Blessings I Have No Words For by Mark Nepo

But I will try. Sometimes my

heart trembles like a butterfly

in a jar and I'm afraid to let it

out. Yet there are days my heart

is a mountain on which my life

grows. Sometimes when deeply

alone, I can hear the bead of

silence renewing the beginning,

a drop from nowhere enlivening

each moment. This is where my

questions live, in the quiet center

that illuminates our eyes. I believe

the heart-breaking music that pries

us open is the sound of the world

turning on its axis. I believe the

souls kept in the heart become a

tribe. They drum our memory of

them into a sweetness that joins

life and death. No matter the

passage, trust the process you

are in.
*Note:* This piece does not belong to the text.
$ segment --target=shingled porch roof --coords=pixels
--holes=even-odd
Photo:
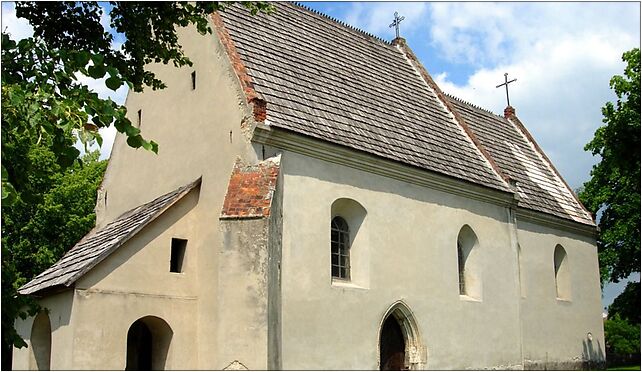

Receiving the down-

pour, we rise with the stream.

-- Mark Nepo

Thursday, January 3, 2013

Resolutions

When I left for Peace Corps I was about 55lbs overweight. Thanks to dysentery, lack of junk food, and time to exercise I lost about 35lbs and got in the best shape I can remember being in. I felt great and was on my way. Then I got pregnant. So in one year I lost 25lbs and then proceeded to gain 25lbs in the 5 1/2 months I was pregnant. While I was pregnant and was gaining weight I would become upset at the weight gain since I had just lost it, but would comfort myself with " Don't worry, you'll lose it after you have the baby". Well now is after baby. Even if I am not ready for it to be. I have the body of someone who just had a baby with no baby to show for it. Since it has been just a little over a month since I gave birth I am conscious of slowing back into exercise. I have moments where I get so upset, it would be ok to be this fat if I had my sweet baby boy to show for it. But I don't. And I am overweight. And I have to do something about it even if it unfair and heartbreaking. So I started doing the couch to 5k program with one of the besties. I put on my running shoes and I turn up the music and I run. Not very fast and not very far yet. But I run. I miss my baby boy with every step but he is not here, and I am, and so I run.